INCUBATION and acceleration are the twin forces behind Nigeria’s bustling tech start-up ecosystem. This is a tried and tested template useful in developing start-ups in the United States of America, South America and is now yielding fruit in Nigeria.
What is a startup incubator?
This is a collaborative programme designed to help new startups succeed. Incubators help entrepreneurs solve some of the problems commonly associated with running a startup by providing workspace, seed funding, mentoring, and training. The sole purpose of a startup incubator is to help entrepreneurs grow their business. Startup incubators are usually non-profit organisations, which are usually run by both public and private entities and are often associated with universities, and some business schools.
What is start-up acceleration?
Closely related to start-up incubation is start-up acceleration. This refers to an intensive educational programme that supports early-stage startups in development of successful high-growth businesses through mentorship, education and partnerships, which often includes financial investment.
Benefits of acceleration/incubators:
- Provide access to industry experts in various spheres starting from business development to cybersecurity
- Facilitate meetings and partnerships with external industry players (corporates, governments, investors, and ecosystem supporters)

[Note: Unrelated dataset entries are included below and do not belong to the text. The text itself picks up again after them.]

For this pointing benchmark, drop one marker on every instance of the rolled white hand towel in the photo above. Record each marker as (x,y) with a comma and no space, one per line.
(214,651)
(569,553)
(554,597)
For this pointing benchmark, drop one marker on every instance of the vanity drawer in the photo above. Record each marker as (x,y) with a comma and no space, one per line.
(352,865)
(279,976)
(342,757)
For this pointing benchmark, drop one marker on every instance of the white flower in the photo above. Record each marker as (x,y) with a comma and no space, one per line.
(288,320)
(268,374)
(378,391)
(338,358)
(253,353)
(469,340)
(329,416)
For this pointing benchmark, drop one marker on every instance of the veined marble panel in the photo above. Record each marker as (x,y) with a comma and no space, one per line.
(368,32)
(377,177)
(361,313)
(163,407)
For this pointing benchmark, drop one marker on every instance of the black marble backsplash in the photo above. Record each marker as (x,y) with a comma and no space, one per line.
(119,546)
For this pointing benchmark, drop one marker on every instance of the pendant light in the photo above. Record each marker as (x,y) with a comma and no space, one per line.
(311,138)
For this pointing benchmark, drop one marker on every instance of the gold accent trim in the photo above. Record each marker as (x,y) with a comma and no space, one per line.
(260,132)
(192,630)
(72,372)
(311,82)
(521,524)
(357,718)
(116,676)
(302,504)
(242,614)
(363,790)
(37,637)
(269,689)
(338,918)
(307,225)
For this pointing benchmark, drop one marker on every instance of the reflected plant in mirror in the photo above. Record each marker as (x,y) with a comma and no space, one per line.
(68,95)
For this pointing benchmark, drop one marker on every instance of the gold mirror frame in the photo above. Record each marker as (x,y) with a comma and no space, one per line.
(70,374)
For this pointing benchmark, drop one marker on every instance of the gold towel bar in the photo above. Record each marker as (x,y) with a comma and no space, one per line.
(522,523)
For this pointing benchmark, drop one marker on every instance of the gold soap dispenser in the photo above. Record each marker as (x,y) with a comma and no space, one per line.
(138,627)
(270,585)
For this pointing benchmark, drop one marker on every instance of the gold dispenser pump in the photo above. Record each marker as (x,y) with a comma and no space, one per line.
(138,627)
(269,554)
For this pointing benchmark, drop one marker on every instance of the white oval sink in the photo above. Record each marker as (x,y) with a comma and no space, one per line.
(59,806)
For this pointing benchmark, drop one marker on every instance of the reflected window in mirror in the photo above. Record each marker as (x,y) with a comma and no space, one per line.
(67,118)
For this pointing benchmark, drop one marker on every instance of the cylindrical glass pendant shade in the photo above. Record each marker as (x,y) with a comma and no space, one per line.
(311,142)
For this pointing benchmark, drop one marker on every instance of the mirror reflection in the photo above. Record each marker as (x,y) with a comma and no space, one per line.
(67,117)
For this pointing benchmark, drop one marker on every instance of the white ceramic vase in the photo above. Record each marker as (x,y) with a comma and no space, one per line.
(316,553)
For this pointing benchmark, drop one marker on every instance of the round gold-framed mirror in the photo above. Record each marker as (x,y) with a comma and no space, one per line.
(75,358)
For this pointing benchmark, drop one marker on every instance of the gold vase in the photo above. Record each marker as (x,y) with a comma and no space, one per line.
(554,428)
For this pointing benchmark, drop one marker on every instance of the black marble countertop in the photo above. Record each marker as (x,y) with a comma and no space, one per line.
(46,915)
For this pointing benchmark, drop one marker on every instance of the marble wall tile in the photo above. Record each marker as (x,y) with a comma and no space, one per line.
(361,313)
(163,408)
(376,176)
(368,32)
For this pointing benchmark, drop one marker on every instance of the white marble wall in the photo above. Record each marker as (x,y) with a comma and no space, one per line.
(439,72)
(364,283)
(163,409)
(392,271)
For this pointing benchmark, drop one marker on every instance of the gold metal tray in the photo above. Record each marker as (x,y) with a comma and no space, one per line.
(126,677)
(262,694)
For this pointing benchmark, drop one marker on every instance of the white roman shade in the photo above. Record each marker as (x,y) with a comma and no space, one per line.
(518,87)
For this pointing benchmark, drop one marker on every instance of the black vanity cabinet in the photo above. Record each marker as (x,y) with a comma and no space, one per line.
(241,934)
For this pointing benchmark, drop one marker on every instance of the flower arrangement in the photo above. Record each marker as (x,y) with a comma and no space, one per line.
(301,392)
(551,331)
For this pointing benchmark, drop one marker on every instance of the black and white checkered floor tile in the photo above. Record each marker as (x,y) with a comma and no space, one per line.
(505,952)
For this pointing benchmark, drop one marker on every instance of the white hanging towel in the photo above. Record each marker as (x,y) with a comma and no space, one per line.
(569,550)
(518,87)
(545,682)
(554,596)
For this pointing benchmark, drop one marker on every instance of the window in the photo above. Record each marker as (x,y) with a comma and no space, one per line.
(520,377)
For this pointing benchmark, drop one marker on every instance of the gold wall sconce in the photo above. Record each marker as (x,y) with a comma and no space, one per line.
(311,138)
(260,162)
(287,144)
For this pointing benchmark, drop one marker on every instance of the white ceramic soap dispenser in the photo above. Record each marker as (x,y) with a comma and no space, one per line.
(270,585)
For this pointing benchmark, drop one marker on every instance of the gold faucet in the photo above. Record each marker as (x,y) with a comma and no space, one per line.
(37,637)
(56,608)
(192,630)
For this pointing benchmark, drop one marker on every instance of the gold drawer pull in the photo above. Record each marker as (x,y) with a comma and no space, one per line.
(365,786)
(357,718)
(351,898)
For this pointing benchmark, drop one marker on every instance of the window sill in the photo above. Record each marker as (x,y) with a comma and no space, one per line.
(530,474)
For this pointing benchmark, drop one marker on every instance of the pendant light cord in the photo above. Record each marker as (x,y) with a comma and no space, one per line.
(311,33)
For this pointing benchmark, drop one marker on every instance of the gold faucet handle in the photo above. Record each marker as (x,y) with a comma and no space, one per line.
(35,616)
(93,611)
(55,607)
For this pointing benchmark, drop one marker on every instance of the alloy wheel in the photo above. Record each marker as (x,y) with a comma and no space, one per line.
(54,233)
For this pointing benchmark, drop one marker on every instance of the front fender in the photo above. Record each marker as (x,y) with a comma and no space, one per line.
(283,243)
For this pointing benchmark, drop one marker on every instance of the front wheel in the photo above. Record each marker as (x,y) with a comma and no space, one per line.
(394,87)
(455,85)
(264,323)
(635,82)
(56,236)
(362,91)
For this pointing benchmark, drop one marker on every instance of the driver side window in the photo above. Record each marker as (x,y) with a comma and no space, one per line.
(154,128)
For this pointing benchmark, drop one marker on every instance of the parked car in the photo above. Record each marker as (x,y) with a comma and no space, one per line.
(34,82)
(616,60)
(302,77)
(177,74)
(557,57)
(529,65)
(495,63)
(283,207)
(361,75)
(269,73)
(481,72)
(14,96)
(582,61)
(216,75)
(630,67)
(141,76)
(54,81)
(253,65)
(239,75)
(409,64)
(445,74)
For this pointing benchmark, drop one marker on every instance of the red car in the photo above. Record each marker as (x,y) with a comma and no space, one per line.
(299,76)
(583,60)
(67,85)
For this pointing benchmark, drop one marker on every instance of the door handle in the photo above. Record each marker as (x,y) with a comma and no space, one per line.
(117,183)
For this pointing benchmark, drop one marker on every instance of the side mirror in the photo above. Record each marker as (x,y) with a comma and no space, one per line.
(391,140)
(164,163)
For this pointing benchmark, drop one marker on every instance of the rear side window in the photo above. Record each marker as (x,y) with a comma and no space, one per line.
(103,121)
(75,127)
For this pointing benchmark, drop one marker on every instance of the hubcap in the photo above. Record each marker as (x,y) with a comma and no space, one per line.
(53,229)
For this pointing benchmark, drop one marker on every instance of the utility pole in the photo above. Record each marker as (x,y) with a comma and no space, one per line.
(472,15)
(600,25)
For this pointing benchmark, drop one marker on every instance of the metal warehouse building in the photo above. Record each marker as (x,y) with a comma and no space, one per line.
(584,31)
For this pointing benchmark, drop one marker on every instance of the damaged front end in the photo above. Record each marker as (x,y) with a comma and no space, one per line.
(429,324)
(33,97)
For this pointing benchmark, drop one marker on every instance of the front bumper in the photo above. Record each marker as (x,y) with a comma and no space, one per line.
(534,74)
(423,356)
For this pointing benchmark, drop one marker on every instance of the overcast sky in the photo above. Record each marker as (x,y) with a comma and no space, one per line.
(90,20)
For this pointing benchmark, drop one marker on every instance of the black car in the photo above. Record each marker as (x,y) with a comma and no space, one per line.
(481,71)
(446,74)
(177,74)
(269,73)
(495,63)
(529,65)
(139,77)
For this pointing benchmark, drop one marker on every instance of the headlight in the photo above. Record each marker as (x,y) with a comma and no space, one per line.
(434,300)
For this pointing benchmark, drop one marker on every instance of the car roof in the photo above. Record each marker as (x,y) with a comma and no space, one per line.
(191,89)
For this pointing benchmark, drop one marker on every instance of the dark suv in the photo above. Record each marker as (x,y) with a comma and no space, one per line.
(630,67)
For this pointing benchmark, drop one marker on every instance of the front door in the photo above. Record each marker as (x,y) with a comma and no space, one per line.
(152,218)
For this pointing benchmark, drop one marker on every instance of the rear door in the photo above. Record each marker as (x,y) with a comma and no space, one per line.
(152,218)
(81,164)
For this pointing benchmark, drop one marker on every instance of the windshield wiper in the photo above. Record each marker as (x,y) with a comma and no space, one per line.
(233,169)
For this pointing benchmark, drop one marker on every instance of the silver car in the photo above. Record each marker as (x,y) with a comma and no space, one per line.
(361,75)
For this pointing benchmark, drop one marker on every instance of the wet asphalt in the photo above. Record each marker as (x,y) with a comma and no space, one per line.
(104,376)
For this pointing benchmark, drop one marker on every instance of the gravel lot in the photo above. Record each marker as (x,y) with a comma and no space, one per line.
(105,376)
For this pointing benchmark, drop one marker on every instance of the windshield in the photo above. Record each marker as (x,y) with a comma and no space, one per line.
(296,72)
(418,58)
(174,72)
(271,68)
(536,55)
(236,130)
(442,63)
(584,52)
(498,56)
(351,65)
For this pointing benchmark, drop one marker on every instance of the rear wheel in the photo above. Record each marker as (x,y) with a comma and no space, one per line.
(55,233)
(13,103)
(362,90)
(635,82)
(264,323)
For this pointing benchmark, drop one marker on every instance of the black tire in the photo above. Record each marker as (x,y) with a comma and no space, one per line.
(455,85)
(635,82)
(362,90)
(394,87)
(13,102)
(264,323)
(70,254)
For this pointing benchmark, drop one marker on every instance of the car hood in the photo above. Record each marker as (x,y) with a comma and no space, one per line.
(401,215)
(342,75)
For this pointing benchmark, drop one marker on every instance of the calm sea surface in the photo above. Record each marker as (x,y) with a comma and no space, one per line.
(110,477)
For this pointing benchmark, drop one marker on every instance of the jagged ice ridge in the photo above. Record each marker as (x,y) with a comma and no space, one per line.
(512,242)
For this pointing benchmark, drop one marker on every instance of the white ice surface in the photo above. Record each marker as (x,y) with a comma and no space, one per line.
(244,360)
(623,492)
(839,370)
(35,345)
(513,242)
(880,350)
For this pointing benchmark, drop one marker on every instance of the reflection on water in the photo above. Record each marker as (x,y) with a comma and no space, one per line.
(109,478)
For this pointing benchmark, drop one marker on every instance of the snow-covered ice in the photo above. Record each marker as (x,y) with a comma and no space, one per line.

- Make sure startups are ready to navigate the business environment through rigorous trainings and mentorships
- Assistance with Accounting/financial management assistance
- Intellectual property management and legal counsel
- Marketing assistance
- Access to angel investors or venture capital
Nigerian context
The latest report by Disrupt Africa reveals; some 481 technology startups were in operation across Nigeria as of September 2022, employing over 19 000 people between them. Of this approximately 50% of Nigerian tech startups have undergone some form of acceleration or incubation. According to the stats, Fintech is the most populated sector, with more than one-third of the country’s tech startups active in that vertical.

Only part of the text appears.